Las canciones de la segunda mitad del programa eran aún más hermosas que las primeras, pero, poco a poco, se fue dando cuenta que la profunda tristeza que transmitían estaba desmoralizándola en cierto modo, y de que había algo en aquellos ruiseñores, en aquellos lagos y aquellas antiguas ciudades en torno a las cuales se tejían sus historias que le helaba la sangre. Bajo la aparente calma, detectaba un toque de desesperación insana, y en el fondo de aquellas exquisitas arias acechaban imágenes de cementerios, de muerte, de lánguida tristeza, bajo las que solo encontraba ternura desconsolada. El pasado que nunca volverá, la tranquilidad de los muertos y los días en los que el desconsolado poeta aún saboreaba las delicias del amor eran motivos que aparecían una y otra vez en medio de un derroche de belleza que encontró extrañamente perturbador, así que, cuando la cantante abandonó el escenario después de una serie de bises cuyos títulos había anunciado con su precioso acento, Margaret no hizo amago de levantarse y dirigirse hacia la salida junto con el resto, sino que permaneció sentada, inmóvil y perdida en sus pensamientos, mientras Zita se ponía con brío la bufanda y los guantes y se miraba su larga nariz en un espejito. Una vez fuera, en las oscuras calles, mientras caminaban hacia el metro, Margaret iba sumida en un silencio meditabundo.

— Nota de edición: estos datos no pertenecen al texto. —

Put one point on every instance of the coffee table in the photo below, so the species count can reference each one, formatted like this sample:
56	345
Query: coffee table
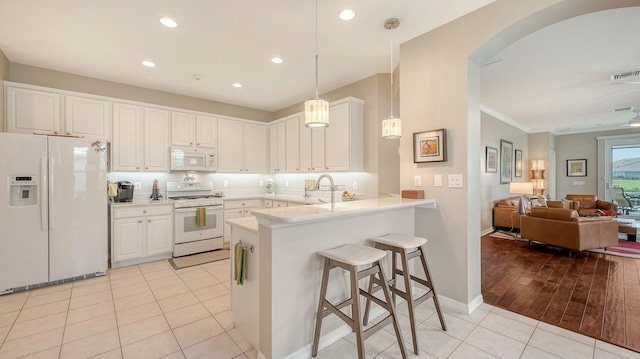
630	229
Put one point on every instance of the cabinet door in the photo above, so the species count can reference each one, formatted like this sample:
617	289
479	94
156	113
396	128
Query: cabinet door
337	146
127	239
183	128
230	146
31	111
305	146
292	145
317	149
255	148
206	128
87	117
127	147
156	140
159	238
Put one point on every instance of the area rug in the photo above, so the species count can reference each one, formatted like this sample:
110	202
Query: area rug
624	248
200	258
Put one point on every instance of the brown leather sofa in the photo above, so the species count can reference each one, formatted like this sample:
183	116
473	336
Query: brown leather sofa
588	205
563	227
505	213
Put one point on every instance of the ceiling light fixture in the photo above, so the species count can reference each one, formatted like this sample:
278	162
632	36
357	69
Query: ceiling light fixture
391	127
316	111
347	14
168	22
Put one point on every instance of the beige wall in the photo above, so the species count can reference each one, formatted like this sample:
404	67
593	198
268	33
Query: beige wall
379	156
4	75
492	131
441	89
70	82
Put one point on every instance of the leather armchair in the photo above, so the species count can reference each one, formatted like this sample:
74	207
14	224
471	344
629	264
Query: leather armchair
588	205
563	227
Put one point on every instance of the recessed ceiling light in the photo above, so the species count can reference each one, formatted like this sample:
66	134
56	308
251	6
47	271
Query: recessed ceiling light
347	14
168	22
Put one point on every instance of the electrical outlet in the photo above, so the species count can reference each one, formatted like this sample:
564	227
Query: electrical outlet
437	180
455	181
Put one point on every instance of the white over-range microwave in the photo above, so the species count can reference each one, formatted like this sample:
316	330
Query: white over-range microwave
193	159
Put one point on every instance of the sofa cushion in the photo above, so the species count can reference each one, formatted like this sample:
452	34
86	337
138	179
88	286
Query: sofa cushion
561	214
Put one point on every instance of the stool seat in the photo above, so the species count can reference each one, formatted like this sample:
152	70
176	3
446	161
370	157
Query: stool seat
401	240
354	254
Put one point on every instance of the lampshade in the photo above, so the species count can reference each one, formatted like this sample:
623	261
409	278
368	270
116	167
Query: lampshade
391	126
316	111
521	188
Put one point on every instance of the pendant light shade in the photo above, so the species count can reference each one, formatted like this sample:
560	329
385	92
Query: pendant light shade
316	111
392	126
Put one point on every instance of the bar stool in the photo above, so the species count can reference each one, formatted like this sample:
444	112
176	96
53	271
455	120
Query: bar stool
408	247
349	257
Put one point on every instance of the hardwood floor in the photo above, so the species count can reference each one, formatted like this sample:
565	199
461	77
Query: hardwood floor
594	294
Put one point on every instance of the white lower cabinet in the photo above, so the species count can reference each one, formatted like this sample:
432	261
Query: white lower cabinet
140	233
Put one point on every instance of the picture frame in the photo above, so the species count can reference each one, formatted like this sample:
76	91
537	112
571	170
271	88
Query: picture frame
577	168
430	146
491	160
506	161
518	164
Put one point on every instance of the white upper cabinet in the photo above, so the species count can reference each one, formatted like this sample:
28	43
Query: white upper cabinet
277	147
87	117
292	144
191	130
30	111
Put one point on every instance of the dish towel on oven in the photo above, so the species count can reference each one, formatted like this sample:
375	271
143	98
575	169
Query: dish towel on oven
201	217
240	259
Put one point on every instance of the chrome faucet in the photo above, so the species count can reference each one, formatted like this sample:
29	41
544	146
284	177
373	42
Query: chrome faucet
332	187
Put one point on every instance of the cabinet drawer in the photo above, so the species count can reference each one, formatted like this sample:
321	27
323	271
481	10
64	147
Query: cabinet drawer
243	203
141	211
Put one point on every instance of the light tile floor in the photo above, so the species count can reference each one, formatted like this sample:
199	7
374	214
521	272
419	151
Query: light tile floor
153	311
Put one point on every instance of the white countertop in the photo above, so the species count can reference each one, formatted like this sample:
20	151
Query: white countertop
316	212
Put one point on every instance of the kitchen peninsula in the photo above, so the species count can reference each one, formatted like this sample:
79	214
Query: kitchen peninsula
275	307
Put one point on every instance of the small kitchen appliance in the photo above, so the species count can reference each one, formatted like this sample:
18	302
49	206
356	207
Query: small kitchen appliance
125	192
198	217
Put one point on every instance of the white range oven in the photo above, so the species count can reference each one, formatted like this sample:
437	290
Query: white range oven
198	217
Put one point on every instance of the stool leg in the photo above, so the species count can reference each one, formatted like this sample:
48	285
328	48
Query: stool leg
436	302
391	307
355	311
409	298
319	316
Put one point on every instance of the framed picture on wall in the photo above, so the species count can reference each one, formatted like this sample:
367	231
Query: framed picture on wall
506	161
518	164
430	146
491	164
576	168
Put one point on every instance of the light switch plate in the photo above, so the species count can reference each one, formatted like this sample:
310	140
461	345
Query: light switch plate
437	180
455	181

El rubor en las mejillas de Margaret, su capacidad desorbitada por defender, sin pretenderlo, la inocencia más pueril y desdichada, recuerdan a una Jane Austen que, seguro, no perdió ripio de la historia desde donde quiera que se encuentre. Lo que es más, posiblemente Jane Austen ejerciese algún tipo de influencia en la despiadada Gibbons para conseguir que sus personajes, todos, sufriesen más de la cuenta. Aún más, «Westwood» sería, sin duda, la novela que Gibbons y Austen hubiesen escrito en largas tardes de té y pastas inglesas en la campiña británica, rodeadas de páramos, de Steggles y de Darcys. Sea como fuere, «Westwood» es la novela de la nostalgia, del amor, del poder, de la ensoñación, y del Londres tenebroso. También de las descripciones sublimes. Y de la sátira en el dobladillo de las prendas de Margaret. Y también el intento por recuperar la gracia, el encanto y frescura de una sociedad hundida en el dolor propio y ajeno.